Within a minute he came out to the table and said that there was trouble with the taxi. I shuffled my feet as if to personally signal preparedness to keep on trekking… “Okay, trouble, of course, taxis!” I barely had time to think as he proceeded to tell me that both taxis were busy and were not available. But, without missing a beat he went on to say that he was going to drive me in his car.

He would drive me in his car? Oh, he is a taxi guy too. Okay, great. Really great. I grabbed my back pack and followed him down the back side of his espresso shop expecting a taxi cab to be sitting there. No, this was his personal car and as I stood there while this dear man began to clear out the passenger seat and floorboard of loose papers and empty coffee cups and all such things that tend to accumulate, I realized he wasn’t a taxi driver in addition to running an espresso café, but rather, this man was a good man who “promised me” a taxi would be available and was literally going to personally drive me to Odeceixe. And he did.  It was a delightful ride of about ten klicks in which in his limited English told me about his two children. One, his “woman child”, who was 21 (he wrote the number in the dust on his dash board given he wasn’t sure how to say the number), is away at college studying math. And his “man child” was 19, again, he wrote the number further down the dash dust board. The man child I learned is very good with computers and is at a tech school doing auto computer engineering. I indicated that he must be proud. He got the jest and nodded his head with a bit of embarrassed joy.
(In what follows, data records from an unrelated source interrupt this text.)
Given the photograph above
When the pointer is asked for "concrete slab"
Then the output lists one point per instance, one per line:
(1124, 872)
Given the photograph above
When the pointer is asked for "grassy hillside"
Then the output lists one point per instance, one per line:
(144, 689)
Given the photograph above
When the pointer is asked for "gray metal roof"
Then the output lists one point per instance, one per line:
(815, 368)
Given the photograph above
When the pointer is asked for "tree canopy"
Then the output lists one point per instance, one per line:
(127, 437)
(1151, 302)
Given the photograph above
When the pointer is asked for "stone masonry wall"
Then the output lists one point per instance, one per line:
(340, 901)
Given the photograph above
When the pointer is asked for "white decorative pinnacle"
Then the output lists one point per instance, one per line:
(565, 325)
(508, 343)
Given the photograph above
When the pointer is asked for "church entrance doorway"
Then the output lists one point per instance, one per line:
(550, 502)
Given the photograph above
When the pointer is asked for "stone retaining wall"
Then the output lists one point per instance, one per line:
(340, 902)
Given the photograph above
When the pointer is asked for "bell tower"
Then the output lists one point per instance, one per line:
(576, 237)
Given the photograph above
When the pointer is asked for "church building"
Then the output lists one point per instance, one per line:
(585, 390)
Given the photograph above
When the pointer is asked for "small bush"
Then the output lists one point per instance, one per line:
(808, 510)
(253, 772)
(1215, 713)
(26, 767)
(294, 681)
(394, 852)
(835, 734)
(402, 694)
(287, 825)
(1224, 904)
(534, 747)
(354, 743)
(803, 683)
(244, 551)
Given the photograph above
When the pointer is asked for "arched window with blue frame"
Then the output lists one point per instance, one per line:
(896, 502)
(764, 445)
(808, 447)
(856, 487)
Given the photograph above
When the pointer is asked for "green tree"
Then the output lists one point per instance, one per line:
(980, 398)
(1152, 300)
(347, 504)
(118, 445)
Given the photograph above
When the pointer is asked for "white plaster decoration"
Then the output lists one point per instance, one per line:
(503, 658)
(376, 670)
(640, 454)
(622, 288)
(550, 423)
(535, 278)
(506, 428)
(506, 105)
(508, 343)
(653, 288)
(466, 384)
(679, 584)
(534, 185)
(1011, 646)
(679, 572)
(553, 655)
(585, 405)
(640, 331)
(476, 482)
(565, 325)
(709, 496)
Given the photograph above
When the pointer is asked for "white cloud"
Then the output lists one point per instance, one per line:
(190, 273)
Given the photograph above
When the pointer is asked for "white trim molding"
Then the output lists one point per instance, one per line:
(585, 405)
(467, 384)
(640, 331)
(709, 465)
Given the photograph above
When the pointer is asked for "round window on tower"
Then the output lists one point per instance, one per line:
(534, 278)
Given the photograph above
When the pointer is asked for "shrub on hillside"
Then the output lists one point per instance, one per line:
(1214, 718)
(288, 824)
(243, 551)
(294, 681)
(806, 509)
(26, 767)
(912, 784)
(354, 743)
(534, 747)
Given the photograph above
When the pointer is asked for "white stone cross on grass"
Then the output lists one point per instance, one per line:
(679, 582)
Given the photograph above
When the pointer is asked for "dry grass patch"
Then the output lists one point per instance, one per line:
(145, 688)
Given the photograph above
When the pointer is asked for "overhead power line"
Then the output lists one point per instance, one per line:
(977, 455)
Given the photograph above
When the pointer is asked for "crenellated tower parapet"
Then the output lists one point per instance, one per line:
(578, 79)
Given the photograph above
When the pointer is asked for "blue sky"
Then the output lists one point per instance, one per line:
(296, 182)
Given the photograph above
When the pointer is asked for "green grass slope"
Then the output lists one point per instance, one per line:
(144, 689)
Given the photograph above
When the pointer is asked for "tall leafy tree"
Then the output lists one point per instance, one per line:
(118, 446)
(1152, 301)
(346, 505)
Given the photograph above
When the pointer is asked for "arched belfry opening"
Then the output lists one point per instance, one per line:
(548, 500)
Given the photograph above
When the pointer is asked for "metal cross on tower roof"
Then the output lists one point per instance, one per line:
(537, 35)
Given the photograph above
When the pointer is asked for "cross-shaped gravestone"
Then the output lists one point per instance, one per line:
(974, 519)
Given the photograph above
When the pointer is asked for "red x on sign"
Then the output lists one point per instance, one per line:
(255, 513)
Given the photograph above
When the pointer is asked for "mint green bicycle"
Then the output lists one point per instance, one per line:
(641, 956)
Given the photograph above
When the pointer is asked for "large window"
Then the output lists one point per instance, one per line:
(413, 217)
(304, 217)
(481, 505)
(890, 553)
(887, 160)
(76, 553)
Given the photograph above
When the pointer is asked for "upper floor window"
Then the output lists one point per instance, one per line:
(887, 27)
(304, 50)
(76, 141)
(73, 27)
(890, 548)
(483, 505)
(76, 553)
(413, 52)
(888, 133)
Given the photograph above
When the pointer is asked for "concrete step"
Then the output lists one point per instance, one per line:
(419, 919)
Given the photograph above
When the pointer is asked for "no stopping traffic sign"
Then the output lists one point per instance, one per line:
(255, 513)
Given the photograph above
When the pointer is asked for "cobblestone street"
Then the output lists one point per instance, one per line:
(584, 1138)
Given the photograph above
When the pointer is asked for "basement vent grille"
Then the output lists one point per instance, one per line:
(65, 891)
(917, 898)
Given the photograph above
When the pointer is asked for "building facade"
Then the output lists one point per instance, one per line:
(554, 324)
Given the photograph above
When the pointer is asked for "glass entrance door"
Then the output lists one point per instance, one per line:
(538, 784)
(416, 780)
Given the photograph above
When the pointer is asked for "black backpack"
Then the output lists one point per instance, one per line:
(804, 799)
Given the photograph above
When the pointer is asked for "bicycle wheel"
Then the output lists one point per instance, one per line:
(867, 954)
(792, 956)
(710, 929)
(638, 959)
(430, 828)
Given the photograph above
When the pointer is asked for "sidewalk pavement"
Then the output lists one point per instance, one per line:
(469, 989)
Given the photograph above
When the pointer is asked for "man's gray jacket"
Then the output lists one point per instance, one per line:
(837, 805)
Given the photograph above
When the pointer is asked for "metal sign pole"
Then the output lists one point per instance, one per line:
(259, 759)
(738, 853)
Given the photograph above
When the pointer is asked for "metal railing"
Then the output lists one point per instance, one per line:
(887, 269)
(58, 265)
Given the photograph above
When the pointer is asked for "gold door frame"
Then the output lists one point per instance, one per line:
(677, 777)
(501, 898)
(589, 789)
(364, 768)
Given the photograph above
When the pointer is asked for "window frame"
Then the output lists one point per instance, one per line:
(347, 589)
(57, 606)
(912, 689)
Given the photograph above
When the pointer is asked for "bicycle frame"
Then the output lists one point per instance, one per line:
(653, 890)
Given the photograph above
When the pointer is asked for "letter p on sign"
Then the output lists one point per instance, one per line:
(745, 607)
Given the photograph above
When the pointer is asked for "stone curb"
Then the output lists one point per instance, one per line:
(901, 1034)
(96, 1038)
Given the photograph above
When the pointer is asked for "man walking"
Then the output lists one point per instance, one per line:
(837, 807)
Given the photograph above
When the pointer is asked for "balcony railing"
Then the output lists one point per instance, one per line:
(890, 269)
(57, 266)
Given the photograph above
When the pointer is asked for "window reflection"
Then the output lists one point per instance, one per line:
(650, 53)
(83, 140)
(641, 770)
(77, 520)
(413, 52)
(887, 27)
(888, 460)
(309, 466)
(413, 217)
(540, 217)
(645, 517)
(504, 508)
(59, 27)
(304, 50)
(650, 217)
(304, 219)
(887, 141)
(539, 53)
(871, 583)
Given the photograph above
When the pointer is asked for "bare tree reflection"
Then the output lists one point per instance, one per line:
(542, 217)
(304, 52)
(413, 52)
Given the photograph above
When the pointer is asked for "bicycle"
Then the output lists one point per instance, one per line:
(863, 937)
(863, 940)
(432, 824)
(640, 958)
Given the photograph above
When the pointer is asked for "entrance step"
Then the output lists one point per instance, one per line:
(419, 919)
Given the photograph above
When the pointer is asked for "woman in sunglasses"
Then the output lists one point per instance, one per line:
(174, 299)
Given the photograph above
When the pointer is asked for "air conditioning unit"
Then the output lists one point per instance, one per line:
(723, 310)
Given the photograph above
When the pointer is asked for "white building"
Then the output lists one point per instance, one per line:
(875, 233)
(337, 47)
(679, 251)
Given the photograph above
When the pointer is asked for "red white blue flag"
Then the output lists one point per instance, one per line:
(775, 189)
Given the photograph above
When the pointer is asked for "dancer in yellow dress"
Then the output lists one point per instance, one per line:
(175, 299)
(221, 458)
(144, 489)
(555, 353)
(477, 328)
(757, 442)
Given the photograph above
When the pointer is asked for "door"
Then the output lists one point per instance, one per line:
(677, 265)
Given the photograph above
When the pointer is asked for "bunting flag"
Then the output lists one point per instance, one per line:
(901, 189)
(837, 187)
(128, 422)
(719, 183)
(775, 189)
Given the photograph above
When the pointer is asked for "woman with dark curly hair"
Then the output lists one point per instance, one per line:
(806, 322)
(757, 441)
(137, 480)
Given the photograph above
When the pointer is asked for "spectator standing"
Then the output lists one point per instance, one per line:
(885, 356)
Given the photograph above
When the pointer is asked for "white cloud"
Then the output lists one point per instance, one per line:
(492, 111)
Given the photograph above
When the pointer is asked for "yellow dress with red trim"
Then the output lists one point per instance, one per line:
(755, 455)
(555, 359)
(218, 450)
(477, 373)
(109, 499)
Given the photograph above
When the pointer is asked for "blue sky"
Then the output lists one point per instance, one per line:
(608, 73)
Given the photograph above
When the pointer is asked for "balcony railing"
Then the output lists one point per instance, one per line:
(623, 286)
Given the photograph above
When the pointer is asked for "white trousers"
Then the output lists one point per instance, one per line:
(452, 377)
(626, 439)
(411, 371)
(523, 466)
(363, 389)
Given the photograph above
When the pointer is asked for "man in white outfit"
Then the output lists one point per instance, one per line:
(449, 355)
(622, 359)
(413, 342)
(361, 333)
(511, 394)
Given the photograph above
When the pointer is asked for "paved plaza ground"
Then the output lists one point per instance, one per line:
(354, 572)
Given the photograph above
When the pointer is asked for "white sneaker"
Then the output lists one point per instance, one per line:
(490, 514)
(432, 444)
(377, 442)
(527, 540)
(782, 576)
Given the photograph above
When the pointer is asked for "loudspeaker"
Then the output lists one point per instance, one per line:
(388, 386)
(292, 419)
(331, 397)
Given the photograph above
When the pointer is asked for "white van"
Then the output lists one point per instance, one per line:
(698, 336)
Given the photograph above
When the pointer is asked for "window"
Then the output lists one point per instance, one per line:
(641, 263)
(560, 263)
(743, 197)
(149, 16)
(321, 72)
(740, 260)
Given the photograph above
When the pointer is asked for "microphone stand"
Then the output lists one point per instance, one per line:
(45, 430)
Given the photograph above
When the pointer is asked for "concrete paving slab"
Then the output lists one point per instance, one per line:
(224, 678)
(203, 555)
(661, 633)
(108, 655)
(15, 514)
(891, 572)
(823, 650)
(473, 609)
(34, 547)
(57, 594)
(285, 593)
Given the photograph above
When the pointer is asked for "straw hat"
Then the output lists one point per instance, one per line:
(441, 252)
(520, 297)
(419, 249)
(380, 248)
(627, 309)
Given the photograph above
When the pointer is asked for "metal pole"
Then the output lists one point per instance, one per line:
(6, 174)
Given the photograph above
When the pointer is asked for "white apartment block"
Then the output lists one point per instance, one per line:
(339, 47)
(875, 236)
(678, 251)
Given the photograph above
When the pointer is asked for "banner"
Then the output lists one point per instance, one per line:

He took me into Odeceixe. As I got out he did too and retrieved my back pack from the boot of his car. We shook hands and then I gave him ten euros. Again, he embarrassingly smiled and took the ten-note. He turned his car around in the village square and as he banked the corner out of town he waved. Such a great taxi man, I thought. How wonderful humanity is.

Moral of the stories: win some loose some. But in the end, we win.  I believe this.

Granted there are rough and ugly people in life, like the first taxi driver who seemingly was determined to have a bad day for whatever his reason. Sometimes, we just have to call a spade a spade and let them go, hopefully without harm. God forbid he had been the driver down to Porto Covo!

Sometimes, there is simple ignorance and just plain honest mistakes.  They are going to happen. It doesn’t matter if it is me or the other guy who makes them. We have to let them come, think them through, do what we think is best and then, let them go.

Most importantly though, there are so many wonderfully good and kind people, all around the world. Certainly, I encountered numerous of them in Portugal both in the towns and on the trails: Germans, Scandinavians, South Africans, Australians, Swiss, Italians, Dutch, Canadians, and of course the Portuguese. Oh, and would you believe, only one other American did I encounter on the trails, all who were quick to smile, assumed for you a good day, happy to share a stranger’s meal, lend a hand up a ragged cliff or give you a promised ride when the other drivers were busy.

Everywhere, always, I believe there will be glorious moments of respite and the best of humanity will shine forth. I choose to focus on this.